IMAGINATION HAS ALWAYS BEEN at work in American Classics’ annual concert revivals of neglected or forgotten musical comedies like Dietz & Schwartz’s revue The Band Wagon (1931) and Irving Berlin’s second show, Stop! Look! Listen! (1915). This year, it was Rodgers & Hart’s 1926 "play with music," Peggy-Ann, a Cinderella story about the dreams of a boarding-house owner’s frustrated daughter that’s based on yet an earlier musical, Tillie’s Nightmare. Its extended dream sequences anticipate by 15 years the musical exploration of the subconscious by Kurt Weill and Ira Gershwin in Lady in the Dark. The original book, by Herbert Fields, might not survive a full-scale production, but David Frieze’s animated "semi-staging" and Jennifer Farrell-Engebretson’s uncliché’d dances were perfect for Longy School of Music’s intimate Pickman Hall.

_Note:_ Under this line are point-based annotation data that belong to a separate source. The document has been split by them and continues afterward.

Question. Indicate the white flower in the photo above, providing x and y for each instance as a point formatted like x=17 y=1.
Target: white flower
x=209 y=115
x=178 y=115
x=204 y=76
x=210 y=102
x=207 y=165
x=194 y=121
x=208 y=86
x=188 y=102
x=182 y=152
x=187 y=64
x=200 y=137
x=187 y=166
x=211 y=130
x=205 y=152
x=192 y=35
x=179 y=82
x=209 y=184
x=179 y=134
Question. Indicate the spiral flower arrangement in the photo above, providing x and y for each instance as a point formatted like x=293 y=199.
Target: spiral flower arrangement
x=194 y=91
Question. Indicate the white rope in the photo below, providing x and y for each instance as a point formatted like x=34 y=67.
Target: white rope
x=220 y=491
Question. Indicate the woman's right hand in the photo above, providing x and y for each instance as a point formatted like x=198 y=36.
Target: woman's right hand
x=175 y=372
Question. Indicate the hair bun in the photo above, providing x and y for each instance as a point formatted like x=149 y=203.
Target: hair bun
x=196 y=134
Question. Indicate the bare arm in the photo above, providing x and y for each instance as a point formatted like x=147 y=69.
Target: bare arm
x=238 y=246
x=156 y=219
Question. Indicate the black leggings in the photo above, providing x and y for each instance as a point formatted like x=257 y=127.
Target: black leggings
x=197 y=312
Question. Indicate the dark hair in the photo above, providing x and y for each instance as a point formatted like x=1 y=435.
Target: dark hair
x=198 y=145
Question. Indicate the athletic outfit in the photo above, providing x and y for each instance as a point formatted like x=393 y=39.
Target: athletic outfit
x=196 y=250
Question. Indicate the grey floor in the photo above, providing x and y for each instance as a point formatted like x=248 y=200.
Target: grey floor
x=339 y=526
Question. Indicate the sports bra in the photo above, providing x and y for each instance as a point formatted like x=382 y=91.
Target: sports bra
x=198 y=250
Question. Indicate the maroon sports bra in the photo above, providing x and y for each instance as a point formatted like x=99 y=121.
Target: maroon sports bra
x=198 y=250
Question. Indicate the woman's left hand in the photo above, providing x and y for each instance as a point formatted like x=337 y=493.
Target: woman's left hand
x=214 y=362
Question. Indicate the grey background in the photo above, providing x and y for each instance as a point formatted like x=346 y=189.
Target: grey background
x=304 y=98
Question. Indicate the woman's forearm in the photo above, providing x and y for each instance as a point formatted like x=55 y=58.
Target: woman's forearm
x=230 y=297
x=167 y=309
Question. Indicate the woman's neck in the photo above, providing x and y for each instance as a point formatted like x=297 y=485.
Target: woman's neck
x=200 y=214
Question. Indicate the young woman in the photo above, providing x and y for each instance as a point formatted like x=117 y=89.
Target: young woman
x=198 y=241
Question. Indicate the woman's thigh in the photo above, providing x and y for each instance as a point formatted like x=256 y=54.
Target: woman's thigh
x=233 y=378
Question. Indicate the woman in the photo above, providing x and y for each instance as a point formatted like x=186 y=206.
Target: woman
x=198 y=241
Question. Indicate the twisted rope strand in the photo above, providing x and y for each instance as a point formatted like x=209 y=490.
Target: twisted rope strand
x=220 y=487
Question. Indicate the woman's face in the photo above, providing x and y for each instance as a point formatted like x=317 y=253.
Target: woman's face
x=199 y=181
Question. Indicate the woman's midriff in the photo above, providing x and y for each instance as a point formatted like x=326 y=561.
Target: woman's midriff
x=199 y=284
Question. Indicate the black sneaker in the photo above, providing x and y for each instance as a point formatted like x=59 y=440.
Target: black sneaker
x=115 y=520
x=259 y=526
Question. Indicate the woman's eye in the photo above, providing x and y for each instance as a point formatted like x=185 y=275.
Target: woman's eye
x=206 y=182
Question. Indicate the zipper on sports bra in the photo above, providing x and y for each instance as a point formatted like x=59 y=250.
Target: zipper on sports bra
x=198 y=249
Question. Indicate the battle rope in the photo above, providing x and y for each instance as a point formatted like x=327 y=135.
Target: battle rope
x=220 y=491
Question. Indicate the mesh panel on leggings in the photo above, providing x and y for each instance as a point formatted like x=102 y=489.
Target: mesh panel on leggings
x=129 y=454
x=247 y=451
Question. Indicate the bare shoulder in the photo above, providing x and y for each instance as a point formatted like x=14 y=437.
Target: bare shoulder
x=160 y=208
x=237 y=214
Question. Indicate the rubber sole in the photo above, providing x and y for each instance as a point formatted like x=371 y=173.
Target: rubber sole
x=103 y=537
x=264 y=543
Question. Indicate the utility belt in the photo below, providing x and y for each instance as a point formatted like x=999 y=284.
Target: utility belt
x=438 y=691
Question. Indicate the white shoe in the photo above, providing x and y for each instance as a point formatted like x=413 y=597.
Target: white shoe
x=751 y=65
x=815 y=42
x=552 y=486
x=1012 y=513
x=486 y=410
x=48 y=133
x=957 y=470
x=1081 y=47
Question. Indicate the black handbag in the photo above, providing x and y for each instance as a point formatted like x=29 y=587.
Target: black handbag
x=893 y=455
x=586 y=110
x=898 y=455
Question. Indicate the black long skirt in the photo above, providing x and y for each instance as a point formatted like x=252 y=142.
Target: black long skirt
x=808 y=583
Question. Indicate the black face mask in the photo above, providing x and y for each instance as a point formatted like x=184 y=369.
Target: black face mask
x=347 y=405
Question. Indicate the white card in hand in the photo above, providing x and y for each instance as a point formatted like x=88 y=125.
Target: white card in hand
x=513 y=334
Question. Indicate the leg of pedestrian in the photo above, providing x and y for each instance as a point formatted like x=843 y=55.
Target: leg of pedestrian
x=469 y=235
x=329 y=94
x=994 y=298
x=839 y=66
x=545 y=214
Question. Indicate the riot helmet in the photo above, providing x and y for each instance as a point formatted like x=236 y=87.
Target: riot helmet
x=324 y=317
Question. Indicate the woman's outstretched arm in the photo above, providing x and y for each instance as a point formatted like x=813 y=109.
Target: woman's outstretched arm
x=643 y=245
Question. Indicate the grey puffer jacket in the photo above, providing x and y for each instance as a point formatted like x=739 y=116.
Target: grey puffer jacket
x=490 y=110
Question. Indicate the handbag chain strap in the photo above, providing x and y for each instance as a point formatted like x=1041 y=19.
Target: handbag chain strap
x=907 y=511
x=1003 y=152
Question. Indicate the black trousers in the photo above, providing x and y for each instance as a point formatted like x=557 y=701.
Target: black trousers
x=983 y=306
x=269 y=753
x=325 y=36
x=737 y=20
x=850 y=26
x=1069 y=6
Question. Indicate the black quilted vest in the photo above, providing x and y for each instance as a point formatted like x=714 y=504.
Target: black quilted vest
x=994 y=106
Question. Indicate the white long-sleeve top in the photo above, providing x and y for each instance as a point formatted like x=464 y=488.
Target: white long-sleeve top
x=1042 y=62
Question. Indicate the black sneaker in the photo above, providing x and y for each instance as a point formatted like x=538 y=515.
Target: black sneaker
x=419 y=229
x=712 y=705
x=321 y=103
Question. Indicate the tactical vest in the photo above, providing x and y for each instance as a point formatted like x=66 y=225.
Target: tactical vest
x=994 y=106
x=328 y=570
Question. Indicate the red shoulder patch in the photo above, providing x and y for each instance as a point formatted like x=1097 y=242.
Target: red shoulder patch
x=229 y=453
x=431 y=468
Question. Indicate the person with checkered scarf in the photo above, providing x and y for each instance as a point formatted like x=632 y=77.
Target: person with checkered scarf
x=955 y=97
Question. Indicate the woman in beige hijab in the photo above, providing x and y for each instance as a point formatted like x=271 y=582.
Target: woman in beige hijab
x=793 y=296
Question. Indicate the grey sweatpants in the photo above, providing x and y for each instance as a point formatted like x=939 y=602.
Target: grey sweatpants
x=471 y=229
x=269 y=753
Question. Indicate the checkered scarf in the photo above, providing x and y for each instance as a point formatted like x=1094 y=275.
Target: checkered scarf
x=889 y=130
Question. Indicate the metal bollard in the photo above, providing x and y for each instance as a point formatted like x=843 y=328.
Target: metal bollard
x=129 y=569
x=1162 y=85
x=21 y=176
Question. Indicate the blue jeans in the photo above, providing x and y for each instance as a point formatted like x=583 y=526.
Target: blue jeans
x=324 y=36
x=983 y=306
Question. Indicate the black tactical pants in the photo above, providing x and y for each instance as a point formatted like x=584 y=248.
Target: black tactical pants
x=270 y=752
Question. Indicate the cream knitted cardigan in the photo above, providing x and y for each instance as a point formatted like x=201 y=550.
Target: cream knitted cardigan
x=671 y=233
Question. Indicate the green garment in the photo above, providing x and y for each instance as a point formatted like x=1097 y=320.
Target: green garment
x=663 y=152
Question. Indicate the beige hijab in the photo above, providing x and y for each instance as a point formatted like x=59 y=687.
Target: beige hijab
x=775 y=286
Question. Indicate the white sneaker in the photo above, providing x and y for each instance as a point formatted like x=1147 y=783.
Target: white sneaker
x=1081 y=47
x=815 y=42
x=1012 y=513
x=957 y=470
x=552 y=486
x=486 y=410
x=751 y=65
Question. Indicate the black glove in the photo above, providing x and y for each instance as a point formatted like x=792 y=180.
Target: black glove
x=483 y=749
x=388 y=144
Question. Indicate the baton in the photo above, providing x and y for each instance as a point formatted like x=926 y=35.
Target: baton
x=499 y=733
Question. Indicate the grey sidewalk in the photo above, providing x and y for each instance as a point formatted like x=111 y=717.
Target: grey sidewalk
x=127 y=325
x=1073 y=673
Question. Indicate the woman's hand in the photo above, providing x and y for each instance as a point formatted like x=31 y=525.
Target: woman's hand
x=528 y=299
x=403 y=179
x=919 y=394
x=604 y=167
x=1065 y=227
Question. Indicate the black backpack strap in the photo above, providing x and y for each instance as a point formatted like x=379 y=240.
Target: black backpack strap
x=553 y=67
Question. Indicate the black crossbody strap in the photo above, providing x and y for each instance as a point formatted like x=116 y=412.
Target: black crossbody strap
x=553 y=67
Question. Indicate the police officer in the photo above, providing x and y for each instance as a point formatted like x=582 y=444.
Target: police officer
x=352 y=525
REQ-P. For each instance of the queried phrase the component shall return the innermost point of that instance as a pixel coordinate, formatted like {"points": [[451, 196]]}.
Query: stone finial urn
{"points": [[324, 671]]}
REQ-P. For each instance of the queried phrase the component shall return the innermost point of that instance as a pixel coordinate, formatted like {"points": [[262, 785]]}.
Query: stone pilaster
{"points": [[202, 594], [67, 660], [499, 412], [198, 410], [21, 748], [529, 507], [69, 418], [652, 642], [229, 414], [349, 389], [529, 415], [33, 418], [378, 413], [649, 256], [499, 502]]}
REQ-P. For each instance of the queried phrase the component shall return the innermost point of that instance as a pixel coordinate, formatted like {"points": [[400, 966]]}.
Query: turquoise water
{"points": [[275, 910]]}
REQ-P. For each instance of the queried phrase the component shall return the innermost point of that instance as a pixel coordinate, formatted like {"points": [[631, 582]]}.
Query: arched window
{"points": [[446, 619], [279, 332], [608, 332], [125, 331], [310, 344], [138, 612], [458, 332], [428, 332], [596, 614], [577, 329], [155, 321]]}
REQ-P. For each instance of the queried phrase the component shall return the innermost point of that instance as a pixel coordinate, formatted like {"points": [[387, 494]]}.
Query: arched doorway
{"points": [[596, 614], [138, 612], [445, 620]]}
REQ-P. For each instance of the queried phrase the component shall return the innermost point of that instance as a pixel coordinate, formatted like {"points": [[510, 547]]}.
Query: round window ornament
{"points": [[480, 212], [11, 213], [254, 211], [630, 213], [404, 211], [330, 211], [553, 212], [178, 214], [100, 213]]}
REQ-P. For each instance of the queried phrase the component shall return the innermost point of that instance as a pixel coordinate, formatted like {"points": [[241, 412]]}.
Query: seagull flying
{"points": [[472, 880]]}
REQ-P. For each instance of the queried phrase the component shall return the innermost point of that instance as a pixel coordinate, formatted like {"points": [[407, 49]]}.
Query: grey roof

The founding and guiding spirits of American Classics are Bradford Conner and Benjamin Sears. Conner and that prodigious one-woman orchestra, pianist Margaret Ulmer, did the exuberant arrangements. The company of skillful regulars and newcomers (some still only semi-skillful, but all appealing) included Ida Zecco, Bob Jolly, Brent Reno, Reba Lawless, Peter A. Carey, super-glamorous La’Tarsha Long, Sears and Conner themselves, and Mary Ann Lanier, another founding member, in the title role.

I found even the awful jokes fun (an underwear clerk telling a customer, "This is the largest one we have in that size"; the heroine scolding her boyfriend, "I hate you, practically"). Some of Rodgers’s captivating tunes are startlingly syncopated, and the Gordian knots of internal rhymes in Hart’s witty lyrics are priceless ("In each scenario/You can depend on the end/Where the lovers agree./Where’s that Lothario?/Where does he roam, with his dome/Vaselined as can be?"). Peggy-Ann’s best songs are not quite standards, but people left humming the poignant "Where’s That Rainbow?", "A Tree in the Park," and the worldly-wise "A Little Birdie Told Me So" ("Don’t pity mother Eve, her weakness was detestable,/And soon she learned forbidden fruit was indigestible!"). That’s entertainment!